About and Contact

About Me

I’ve always loved the natural world, animal life specifically, “creepy-crawlies” particularly, and “bugs” most especially. Throughout my childhood you could often find me peering under logs and rocks, rooting around in sand at the beach, or exploring tidepools and unusual holes.

Unfortunately, despite my affinity for such activities, I also had crippling arachnophobia for the majority of my childhood, to the point where I would have regular night terrors of getting bitten by black widows or even worse, the dreaded brown recluse. Regrettably, because of this I largely avoided spiders and other bugs for many years, focusing more on reptiles (snakes especially), amphibians, fish, cacti, and succulents in various (casual) capacities.

However, my fascination of these spineless creatures occasionally overcame my rabid fear, and I did attempt to keep a variety of tarantulas found for sale at the local petshop, usually Avicularia of some kind that perished quite quickly in my care, or lack thereof.

Mercifully, by the age of twelve my arachnophobia miraculously disappeared. The same year my grandfather brought home a Grammostola porteri for me as a surprise gift.
Chastened by prior failures, I threw myself into researching the proper care for it (many thanks to Jon3800 from YouTube for setting me on the right path initially).
In the following years I slowly grew my collection of invertebrates, first starting with tarantulas, going to scorpions, centipedes, true spiders, millipedes, roaches, etc.

In the years following, my collection would go through seasons of growth, followed by periods of inactivity. Slowly, as my journey into studying these creatures became more serious, I brushed up against the scientific and conservation communities more and more, and learned of a very different perspective of the invertebrate-keeping community.

It did not take me long to learn of brow-boxing, a practice upon which almost the entirety of invertebrate-keeping is built on. Legality aside, the idea of various invertebrates being overcollected just to be “wasted” as trophy pets, as DOAs in convoluted shipping arrangements, or to languish in the care of those who have no idea what they have has slowly built a skepticism in me of the current state of the invertebrate-keeping community.

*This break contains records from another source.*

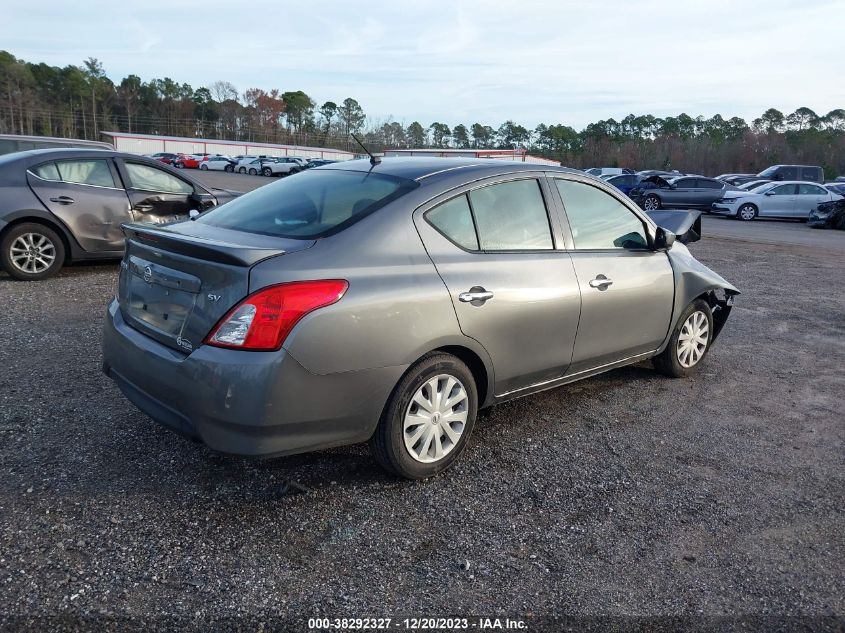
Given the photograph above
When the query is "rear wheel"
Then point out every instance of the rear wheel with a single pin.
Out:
(651, 203)
(746, 212)
(31, 252)
(689, 343)
(428, 419)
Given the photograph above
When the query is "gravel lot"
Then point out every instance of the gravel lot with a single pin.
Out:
(627, 494)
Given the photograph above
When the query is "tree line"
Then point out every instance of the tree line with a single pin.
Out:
(81, 101)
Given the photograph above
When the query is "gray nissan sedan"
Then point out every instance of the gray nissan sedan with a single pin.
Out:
(389, 302)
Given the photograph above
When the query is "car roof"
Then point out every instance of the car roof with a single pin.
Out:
(420, 168)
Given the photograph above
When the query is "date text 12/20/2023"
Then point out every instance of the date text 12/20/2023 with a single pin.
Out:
(417, 624)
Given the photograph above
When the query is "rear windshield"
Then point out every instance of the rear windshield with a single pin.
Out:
(309, 205)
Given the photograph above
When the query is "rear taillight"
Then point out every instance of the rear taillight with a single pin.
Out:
(262, 321)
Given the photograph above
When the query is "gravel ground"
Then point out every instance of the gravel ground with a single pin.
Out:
(624, 495)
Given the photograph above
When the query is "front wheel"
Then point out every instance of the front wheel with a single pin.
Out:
(428, 419)
(746, 212)
(31, 252)
(689, 343)
(651, 203)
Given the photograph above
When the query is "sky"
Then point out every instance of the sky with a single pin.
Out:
(465, 61)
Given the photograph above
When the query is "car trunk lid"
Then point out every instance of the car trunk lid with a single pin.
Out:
(178, 281)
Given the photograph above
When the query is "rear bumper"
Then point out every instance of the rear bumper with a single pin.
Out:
(244, 403)
(720, 209)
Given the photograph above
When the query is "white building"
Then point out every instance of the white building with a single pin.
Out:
(150, 144)
(520, 155)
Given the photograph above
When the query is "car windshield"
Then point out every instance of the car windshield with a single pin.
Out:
(310, 205)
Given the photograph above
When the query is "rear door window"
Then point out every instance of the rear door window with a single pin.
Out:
(511, 216)
(709, 184)
(597, 220)
(784, 190)
(454, 220)
(810, 190)
(147, 178)
(79, 172)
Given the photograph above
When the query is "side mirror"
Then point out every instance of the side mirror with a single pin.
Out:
(663, 239)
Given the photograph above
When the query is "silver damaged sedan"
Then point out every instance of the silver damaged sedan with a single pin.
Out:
(388, 302)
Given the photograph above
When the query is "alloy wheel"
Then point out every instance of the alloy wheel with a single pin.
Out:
(32, 253)
(436, 418)
(693, 339)
(747, 212)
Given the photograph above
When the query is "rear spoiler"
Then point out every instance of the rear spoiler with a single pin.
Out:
(686, 225)
(201, 248)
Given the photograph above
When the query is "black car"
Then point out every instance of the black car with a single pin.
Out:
(828, 215)
(62, 205)
(683, 192)
(318, 162)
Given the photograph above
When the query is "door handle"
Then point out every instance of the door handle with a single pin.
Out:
(601, 282)
(475, 296)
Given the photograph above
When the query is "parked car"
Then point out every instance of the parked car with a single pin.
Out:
(836, 187)
(752, 184)
(218, 163)
(794, 173)
(742, 179)
(283, 166)
(319, 162)
(624, 182)
(164, 157)
(828, 215)
(187, 161)
(277, 339)
(251, 166)
(682, 192)
(608, 171)
(66, 205)
(774, 200)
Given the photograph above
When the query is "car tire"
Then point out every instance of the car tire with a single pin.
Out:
(414, 421)
(746, 212)
(47, 254)
(689, 342)
(651, 203)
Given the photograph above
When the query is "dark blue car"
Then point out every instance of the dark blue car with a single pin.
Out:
(624, 182)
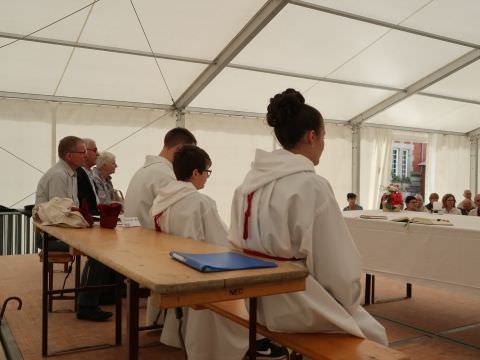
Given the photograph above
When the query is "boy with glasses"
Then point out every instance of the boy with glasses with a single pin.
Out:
(179, 209)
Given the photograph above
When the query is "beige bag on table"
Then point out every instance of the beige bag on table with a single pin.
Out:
(58, 212)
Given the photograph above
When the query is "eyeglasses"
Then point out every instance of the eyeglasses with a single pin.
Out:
(78, 152)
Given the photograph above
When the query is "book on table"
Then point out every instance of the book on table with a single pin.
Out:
(424, 220)
(223, 261)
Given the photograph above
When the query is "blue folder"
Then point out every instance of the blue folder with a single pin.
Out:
(212, 262)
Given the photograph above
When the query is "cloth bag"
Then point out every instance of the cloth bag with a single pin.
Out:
(58, 211)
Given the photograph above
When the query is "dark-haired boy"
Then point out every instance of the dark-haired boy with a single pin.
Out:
(179, 209)
(352, 203)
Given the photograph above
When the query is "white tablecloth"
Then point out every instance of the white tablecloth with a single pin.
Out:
(428, 254)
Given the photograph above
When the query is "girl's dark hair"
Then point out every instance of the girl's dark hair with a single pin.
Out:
(290, 117)
(189, 158)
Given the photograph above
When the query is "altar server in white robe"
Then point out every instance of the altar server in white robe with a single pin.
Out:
(283, 209)
(146, 183)
(179, 209)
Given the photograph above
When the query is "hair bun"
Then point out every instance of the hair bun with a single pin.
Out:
(283, 107)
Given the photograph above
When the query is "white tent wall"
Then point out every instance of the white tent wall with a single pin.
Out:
(375, 164)
(26, 137)
(448, 165)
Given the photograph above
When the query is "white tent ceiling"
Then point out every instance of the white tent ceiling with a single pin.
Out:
(411, 63)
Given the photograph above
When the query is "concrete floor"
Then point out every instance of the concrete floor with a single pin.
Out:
(434, 324)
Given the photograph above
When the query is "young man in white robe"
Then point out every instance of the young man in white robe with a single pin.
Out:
(179, 209)
(284, 209)
(145, 185)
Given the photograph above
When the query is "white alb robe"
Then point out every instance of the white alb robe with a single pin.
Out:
(208, 336)
(294, 214)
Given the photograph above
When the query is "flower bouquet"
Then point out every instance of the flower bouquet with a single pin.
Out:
(392, 199)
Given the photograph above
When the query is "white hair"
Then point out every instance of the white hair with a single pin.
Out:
(103, 158)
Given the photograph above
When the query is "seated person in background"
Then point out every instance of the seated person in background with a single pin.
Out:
(102, 178)
(432, 198)
(284, 209)
(475, 211)
(179, 209)
(61, 180)
(352, 203)
(466, 206)
(420, 206)
(410, 203)
(448, 202)
(467, 198)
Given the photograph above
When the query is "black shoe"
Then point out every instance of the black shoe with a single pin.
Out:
(266, 350)
(93, 314)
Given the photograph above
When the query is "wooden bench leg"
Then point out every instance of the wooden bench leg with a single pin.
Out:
(50, 286)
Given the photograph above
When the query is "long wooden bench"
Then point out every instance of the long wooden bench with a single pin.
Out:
(318, 346)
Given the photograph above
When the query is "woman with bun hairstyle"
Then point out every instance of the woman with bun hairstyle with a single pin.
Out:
(285, 211)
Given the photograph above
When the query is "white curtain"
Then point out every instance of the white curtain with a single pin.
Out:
(448, 165)
(375, 164)
(336, 161)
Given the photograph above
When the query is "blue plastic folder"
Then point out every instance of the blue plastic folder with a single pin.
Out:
(212, 262)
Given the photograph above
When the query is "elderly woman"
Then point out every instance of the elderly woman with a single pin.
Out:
(448, 202)
(101, 176)
(420, 206)
(475, 211)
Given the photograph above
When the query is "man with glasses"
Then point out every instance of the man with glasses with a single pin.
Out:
(475, 211)
(86, 187)
(61, 179)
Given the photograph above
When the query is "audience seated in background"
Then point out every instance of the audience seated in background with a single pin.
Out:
(466, 206)
(352, 203)
(420, 206)
(432, 198)
(476, 211)
(106, 166)
(467, 198)
(448, 202)
(410, 203)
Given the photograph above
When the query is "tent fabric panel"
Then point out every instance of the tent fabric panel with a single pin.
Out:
(343, 102)
(242, 90)
(198, 29)
(316, 45)
(32, 67)
(223, 137)
(26, 16)
(336, 160)
(386, 10)
(112, 76)
(26, 133)
(121, 30)
(430, 113)
(456, 19)
(391, 61)
(465, 83)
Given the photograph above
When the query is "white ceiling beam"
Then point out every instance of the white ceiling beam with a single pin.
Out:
(416, 87)
(84, 101)
(253, 27)
(386, 24)
(101, 48)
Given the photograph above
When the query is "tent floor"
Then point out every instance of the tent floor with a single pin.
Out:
(411, 324)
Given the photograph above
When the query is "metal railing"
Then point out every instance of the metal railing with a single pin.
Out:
(16, 234)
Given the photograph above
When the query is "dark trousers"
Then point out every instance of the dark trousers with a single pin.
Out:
(94, 274)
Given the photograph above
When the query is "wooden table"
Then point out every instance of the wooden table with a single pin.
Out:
(142, 256)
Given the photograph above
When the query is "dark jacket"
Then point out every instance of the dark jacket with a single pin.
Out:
(85, 191)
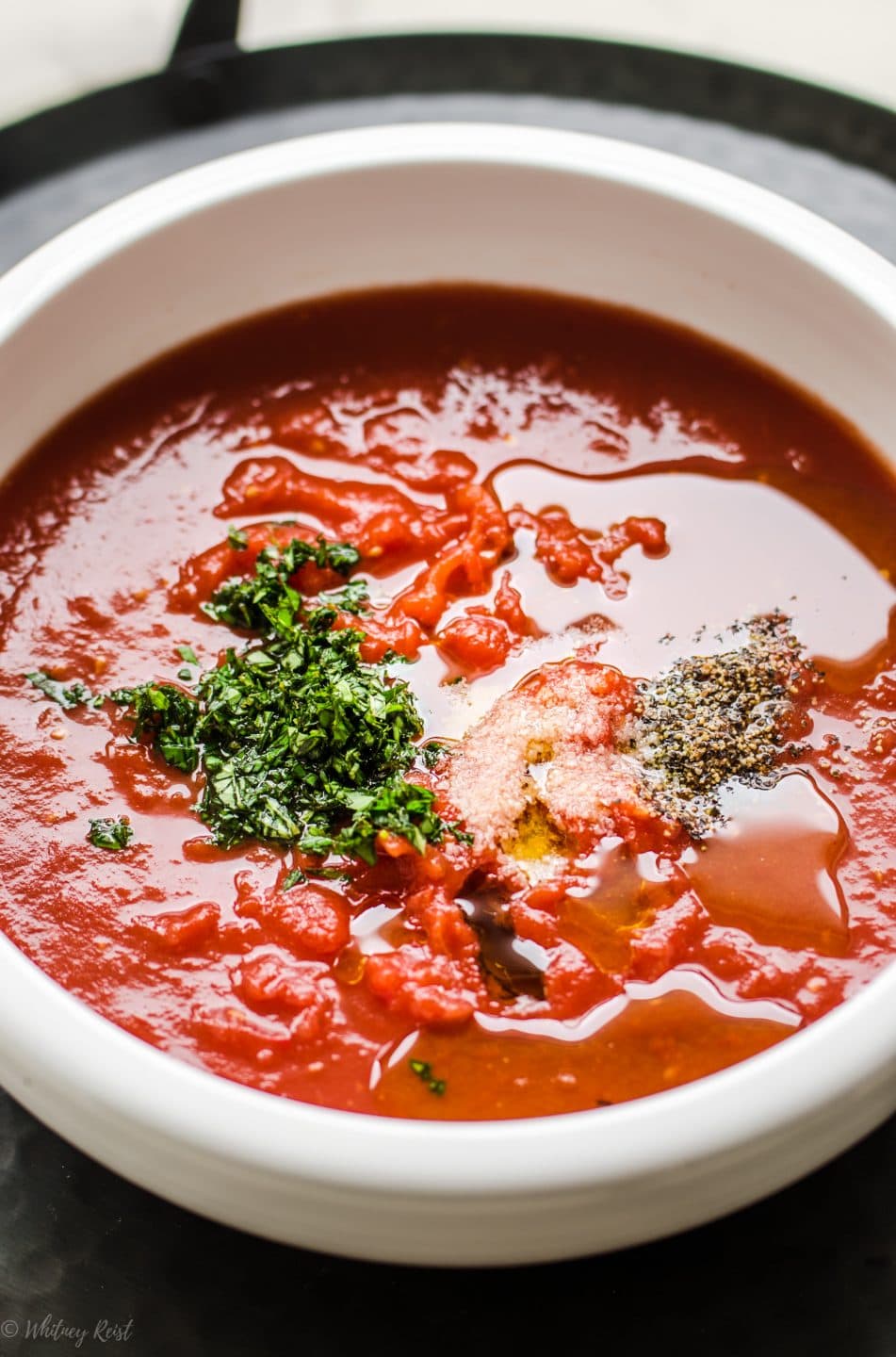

At the same time, my initial fascination with the scientific enterprise slowly bogged down with realizations of how understaffed, underfunded, and underprepared the vast majority of invertebrate research is. The fact that the field of isopodology is almost dead in the water despite a huge, thriving trade in unknown and unprotected species is a prime example of this to me.

My cynicism of both of the major fronts of invertebrate “study,” broadly-speaking, has been admittedly depressing at times. However, my love for invertebrates and the rest of creation has not faded, and I believe now that in creating more interface between the invertebrate-keeping, scientific, and conservation communities, the strengths of each can help amend the foibles of the others.

…which is a very abstract way of putting it. More concretely, in 2019 I started the Invertebrate Club of Southern California to unite invertebrate enthusiasts of all stripes together in community, with the goal of conserving invertebrates in both captivity and in the wild. Also in 2019, I helped to organize the first private import of Epiperipatus barbadensis to the USA, which eventually led to me getting involved in creating awareness of the plight of the Caversham Valley velvet worm.

I also helped to start The Millipede Enthusiast’s Database in 2020 in order to address a chronic lack of information regarding millipedes in captivity, a practice which historically has seen absolutely unacceptable amounts of needless death. This has since grown into a larger family of websites encompassing everything from isopods to vampire crabs.

Alongside The Mantis Menagerie I have helped to explore the options for amateur enthusiasts seeking to become permitted under USDA/APHIS regulations via the PPQ526 permitting system and containment facility registration for Congress-designated plant pests. This has grown into a collaboration with several other enthusiasts and citizen scientists, including Steven Barney, to work with APHIS to deregulate invertebrate groups that were wrongly blanket-banned under the Plant Protection Act.

Shot through all of this has been my goal to create more dialogue between professionals and amateurs in order to increase understanding across the board, raise the collective conscious of amateur enthusiasts, and mobilize invertebrate-lovers of all stripes to take a more proactive role in conservation through whatever means possible.

At the end of the day, my goal is to protect the invertebrates I love in whatever capacity may be necessary. This blog, which has been around since 2017, was initially a public journal of my collection, and has since metamorphosed into, well, a blog of my thoughts on the state of the invertebrate-keeping hobby, the various invertebrate-related “ologies,” and some journalism of them all. It is my hope that God’s awesome creation will not only be better-appreciated but also better-protected through my writings here.


Contact

If you want to contact me directly, email me at arthroverts @ gmail .com.
I am always happy to talk about invertebrates. Feel free to catch me on all major invertebrate forums and sites dedicated to invertebrates under the username Arthroverts.

I am a Christian, and am always interested in exploring how biodiversity research, taxonomy, phylogenetics, and conservation interfaces with what I believe; my passion for nature and conservation stems from my strong belief that as humans we are given great power, for good or ill, over how to steward the Earth.